Le pH sanguin neutre est environ = à 7,40.

Quand le sang est acide on parle d’acidose.

Quand le sang est basique on parle d’alcalose.

☺ Il existe un lien entre la valeur de la PCO2 et le pH d’un milieu. Si la PCO2 est importante, sa ira dans le sens de formation du bicarbonate, donc [H+] augmentera et donc pH diminuera (c’est la réaction inverse). Ce qui signifie que plus le pH diminue plus le sang est acide. Vice vera.
IV / Régulation de la ventilation : quelque notion de base

Trois éléments dans le système de ventilation : les récepteurs vont recueillir l’information et qui vont la transmettre ensuite au centre de contrôle, qui va intégrer cette information, pour ensuite envoyer des informations inhibitrices ou excitatrices aux effecteurs qui sont principalement des muscles ventilatoires.

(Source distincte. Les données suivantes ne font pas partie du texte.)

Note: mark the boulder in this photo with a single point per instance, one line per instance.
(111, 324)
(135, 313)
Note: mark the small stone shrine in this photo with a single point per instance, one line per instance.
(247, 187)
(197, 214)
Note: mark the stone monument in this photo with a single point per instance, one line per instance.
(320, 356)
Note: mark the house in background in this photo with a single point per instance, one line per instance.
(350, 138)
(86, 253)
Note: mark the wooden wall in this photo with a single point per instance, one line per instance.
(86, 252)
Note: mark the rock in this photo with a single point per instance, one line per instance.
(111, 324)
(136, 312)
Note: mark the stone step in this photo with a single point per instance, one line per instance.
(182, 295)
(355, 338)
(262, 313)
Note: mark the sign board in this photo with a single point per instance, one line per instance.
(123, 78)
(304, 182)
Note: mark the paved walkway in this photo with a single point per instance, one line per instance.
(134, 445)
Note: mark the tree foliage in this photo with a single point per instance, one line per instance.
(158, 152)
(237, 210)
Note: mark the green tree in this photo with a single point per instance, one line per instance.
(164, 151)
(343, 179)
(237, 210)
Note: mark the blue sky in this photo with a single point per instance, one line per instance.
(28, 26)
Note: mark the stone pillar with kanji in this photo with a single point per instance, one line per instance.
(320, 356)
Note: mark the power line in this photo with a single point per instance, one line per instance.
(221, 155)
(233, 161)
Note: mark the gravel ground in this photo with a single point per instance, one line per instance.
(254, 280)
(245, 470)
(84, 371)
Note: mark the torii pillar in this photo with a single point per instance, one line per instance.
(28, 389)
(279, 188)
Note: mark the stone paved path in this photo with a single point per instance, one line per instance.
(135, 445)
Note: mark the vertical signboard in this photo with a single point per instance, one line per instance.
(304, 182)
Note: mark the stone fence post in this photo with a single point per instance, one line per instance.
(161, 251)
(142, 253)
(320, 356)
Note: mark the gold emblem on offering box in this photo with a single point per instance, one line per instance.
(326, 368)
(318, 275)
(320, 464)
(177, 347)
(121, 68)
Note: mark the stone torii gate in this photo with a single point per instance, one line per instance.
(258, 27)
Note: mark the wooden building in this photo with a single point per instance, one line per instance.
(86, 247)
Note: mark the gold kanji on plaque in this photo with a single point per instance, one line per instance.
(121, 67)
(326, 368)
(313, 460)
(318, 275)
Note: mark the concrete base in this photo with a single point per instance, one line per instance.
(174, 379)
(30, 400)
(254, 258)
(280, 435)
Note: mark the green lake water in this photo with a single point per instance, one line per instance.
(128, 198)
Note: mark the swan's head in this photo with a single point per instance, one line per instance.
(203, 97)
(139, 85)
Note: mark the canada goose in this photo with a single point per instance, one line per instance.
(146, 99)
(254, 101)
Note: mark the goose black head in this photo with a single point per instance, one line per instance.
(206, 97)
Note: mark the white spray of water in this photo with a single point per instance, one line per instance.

→ Plusieurs types de récepteurs :

♣ Il y a ceux qui sont sensibles aux variations mécaniques que l’on trouve au niveau des poumons, de la cage thoracique, des muscles ventilatoires (contraction, relâchement…).

Les chémorécepteurs : ils sont sensibles à PO2, PCO2 et au pH. On en trouve au niveau de la carotide (récepteurs périphériques), et au niveau du cerveau (récepteurs centraux).

Il y a un contrôle de la ventilation volontaire et involontaire. Involontaire dans le sens ou la respiration est mécanisme inconscient involontaire. C’est le plus important. En revanche on parle de volontaire comme par exemple en cas d’apnée, car on le décide mais très vite les centres involontaires reprennent le dessus car il faut respirer.